Settembre 2025 segna il quarantennale dell’ultimo delitto del Mostro di Firenze.
Ogni anniversario riporta il caso in prima fila, spesso a colpi di ricordi sgranati e teorie lampo. Questo libro entra nella conversazione con un’altra scelta: rimettere i fatti davanti a tutto. “Cartucce con la “H”. La pistola, le scene, gli atti: i delitti del Mostro di Firenze” (515 pagine) di Demetrio Sforzin è un viaggio dentro le otto scene canoniche, raccontate con una bussola semplice e ferrea: scena, laboratorio, catena, tempo. Niente rivelazioni promesse, niente scorciatoie: si parte dai luoghi, si passa dai reperti, si misura ciò che gli oggetti possono davvero dire.

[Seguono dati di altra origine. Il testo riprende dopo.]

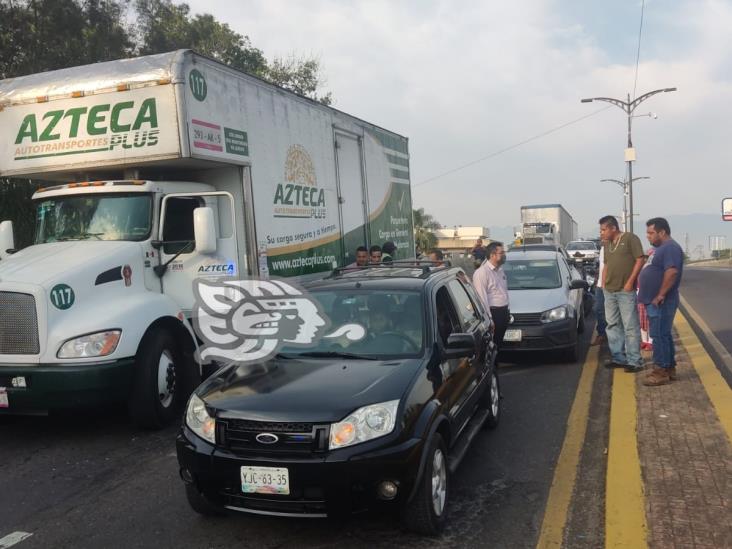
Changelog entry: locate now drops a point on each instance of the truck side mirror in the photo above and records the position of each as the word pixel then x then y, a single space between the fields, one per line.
pixel 7 242
pixel 204 230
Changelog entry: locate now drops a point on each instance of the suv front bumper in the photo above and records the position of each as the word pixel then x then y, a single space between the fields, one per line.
pixel 328 484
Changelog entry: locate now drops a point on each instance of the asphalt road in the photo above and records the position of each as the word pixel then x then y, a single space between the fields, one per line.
pixel 709 291
pixel 92 480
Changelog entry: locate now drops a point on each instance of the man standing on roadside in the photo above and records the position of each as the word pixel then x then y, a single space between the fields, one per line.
pixel 599 305
pixel 659 292
pixel 490 282
pixel 624 259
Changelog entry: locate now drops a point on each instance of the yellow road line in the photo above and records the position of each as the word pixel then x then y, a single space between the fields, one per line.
pixel 625 515
pixel 565 473
pixel 714 384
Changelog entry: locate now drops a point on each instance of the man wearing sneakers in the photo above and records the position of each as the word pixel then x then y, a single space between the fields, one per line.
pixel 659 291
pixel 624 259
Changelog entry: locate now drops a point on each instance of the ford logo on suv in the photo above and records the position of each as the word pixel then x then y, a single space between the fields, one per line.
pixel 267 438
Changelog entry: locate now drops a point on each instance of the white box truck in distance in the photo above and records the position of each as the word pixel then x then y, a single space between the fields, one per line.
pixel 547 224
pixel 181 168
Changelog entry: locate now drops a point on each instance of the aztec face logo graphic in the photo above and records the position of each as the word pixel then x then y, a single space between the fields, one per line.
pixel 249 320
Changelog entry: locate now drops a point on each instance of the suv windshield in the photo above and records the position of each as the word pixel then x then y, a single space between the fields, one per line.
pixel 393 322
pixel 537 274
pixel 572 246
pixel 94 217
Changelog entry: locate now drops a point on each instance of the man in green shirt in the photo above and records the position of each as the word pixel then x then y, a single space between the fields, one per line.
pixel 624 259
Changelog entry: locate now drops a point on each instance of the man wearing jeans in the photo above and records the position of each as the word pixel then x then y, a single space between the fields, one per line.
pixel 659 291
pixel 624 258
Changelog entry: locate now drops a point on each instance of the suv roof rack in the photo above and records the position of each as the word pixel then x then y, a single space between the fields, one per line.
pixel 426 266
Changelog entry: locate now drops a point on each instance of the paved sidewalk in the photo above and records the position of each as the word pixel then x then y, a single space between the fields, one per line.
pixel 686 462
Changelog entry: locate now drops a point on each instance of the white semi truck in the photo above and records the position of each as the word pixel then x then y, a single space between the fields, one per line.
pixel 164 169
pixel 547 224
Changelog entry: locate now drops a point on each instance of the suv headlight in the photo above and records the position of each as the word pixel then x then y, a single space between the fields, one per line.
pixel 199 421
pixel 552 315
pixel 367 423
pixel 91 345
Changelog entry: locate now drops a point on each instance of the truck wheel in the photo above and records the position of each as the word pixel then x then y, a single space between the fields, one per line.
pixel 200 504
pixel 491 400
pixel 158 393
pixel 426 513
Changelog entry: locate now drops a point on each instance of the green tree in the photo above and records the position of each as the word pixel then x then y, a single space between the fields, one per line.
pixel 164 26
pixel 424 227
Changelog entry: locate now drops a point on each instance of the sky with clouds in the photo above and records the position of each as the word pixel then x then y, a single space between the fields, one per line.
pixel 465 79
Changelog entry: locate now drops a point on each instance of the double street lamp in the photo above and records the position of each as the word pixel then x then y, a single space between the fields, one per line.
pixel 628 107
pixel 626 191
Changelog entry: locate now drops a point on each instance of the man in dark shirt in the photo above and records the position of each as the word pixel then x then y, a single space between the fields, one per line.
pixel 659 292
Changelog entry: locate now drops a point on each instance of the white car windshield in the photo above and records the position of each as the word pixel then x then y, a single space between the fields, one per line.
pixel 537 274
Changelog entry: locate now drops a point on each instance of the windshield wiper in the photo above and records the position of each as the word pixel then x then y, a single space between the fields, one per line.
pixel 331 354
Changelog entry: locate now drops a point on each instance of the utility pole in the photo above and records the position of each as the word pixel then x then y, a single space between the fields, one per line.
pixel 629 106
pixel 626 191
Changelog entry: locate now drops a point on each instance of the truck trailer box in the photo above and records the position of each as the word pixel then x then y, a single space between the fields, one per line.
pixel 132 151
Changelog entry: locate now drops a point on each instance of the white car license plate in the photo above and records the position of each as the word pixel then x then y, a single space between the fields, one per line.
pixel 265 480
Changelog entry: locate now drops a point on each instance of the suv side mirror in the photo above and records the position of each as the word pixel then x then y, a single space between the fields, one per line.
pixel 578 285
pixel 7 242
pixel 204 230
pixel 459 346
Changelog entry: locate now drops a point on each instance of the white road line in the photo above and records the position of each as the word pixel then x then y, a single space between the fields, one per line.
pixel 12 539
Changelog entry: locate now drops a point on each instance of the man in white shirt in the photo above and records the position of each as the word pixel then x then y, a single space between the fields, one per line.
pixel 490 282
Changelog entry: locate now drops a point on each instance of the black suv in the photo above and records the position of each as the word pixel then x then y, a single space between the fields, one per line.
pixel 345 425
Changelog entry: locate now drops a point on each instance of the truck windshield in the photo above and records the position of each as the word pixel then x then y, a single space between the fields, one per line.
pixel 94 217
pixel 541 228
pixel 532 275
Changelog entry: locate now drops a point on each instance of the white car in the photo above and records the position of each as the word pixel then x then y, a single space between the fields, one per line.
pixel 545 296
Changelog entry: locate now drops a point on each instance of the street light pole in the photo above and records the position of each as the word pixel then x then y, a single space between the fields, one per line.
pixel 626 191
pixel 628 107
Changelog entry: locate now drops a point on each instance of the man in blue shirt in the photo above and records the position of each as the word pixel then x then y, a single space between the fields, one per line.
pixel 659 292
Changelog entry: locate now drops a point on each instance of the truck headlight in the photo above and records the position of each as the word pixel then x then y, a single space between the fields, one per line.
pixel 199 421
pixel 367 423
pixel 91 345
pixel 552 315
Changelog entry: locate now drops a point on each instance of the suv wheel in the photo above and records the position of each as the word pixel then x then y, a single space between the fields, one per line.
pixel 491 400
pixel 425 514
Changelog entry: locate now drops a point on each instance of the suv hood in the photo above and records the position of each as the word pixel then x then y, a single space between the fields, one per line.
pixel 310 390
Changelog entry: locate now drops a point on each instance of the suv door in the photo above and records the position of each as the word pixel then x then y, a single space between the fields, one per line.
pixel 471 323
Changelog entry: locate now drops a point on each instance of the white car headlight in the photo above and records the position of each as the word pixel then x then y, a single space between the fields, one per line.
pixel 364 424
pixel 91 345
pixel 552 315
pixel 199 421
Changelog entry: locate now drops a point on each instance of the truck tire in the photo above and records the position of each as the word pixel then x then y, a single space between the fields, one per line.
pixel 159 387
pixel 426 513
pixel 201 505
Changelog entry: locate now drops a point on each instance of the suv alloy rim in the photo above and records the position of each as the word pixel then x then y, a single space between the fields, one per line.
pixel 439 482
pixel 166 379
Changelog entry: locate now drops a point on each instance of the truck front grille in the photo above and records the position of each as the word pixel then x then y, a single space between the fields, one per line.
pixel 18 324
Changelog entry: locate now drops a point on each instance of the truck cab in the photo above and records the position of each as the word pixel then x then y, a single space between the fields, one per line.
pixel 122 250
pixel 182 169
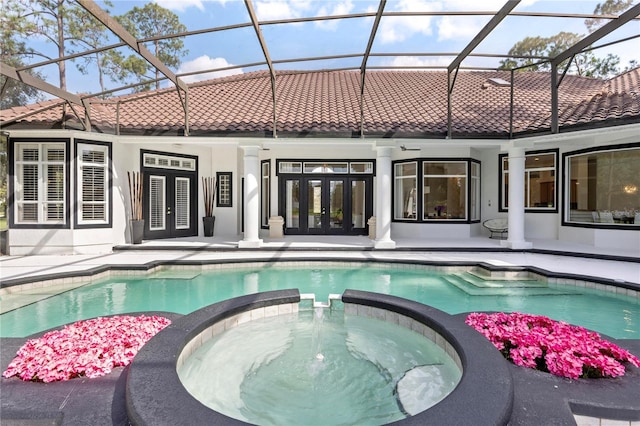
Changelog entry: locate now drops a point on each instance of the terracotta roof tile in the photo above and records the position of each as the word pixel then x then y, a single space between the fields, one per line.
pixel 395 103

Il lettore ritrova la firma operativa che attraversa gli anni: rientranze cieche, arrivo a piedi, la calibro 22 a contatto o quasi, secondo tempo di lama quando la finestra lo consente, fuga in pochi minuti. Accanto all’atlante tecnico, Sforzin propone una lettura limpida delle piste, dei passaggi investigativi e del rapporto con stampa e web: non per alimentare il mito, ma per capire dove il racconto si è sovrapposto alla prova e dove, invece, la prova ha tenuto.
Dentro c’è anche qualcosa di nuovo: due idee nate sul campo e pensate per essere verificate, non credute. La scala dei passi misura la distanza operativa tra la strada e la soglia d’invisibilità che ricorre scena per scena; la rete dei salti guarda alle scelte dei luoghi come a pochi corridoi pedonali, ripetuti negli anni, con uscite entro un minuto. Se reggono ai controlli, aggiungono una metrica; se non reggono, cadono senza drammi. È questo il patto con il lettore.
Il finale non cerca un nome. Restituisce una forma: un operatore solista, sobrio, funzionale, che governa il rischio con pochi gesti ripetuti. È la risposta più netta che le scene consentono, proprio mentre il quarantennale riaccende la memoria di tutti.
Triestino di nascita ma fiorentino di adozione, ha impostato questo lavoro come un’officina: prima i luoghi, poi gli atti, infine le letture. La sua voce è asciutta, didattica quando serve, sempre orientata al controllo delle fonti e alla distinzione fra fatto, inferenza e opinione. Ha scelto di non promettere rivelazioni: preferisce offrire strumenti — dal glossario operativo alla griglia scena/laboratorio/catena/tempo — che il lettore può usare anche fuori da questo caso. Nel capitolo conclusivo firma un profilo dell’autore dei delitti come “forma”: una risposta misurabile e falsificabile, non un gioco di specchi. Sulla vicenda dei duplici delitti delle coppiette, Sforzin ha già pubblicato il libro Tutti i mostri di Firenze.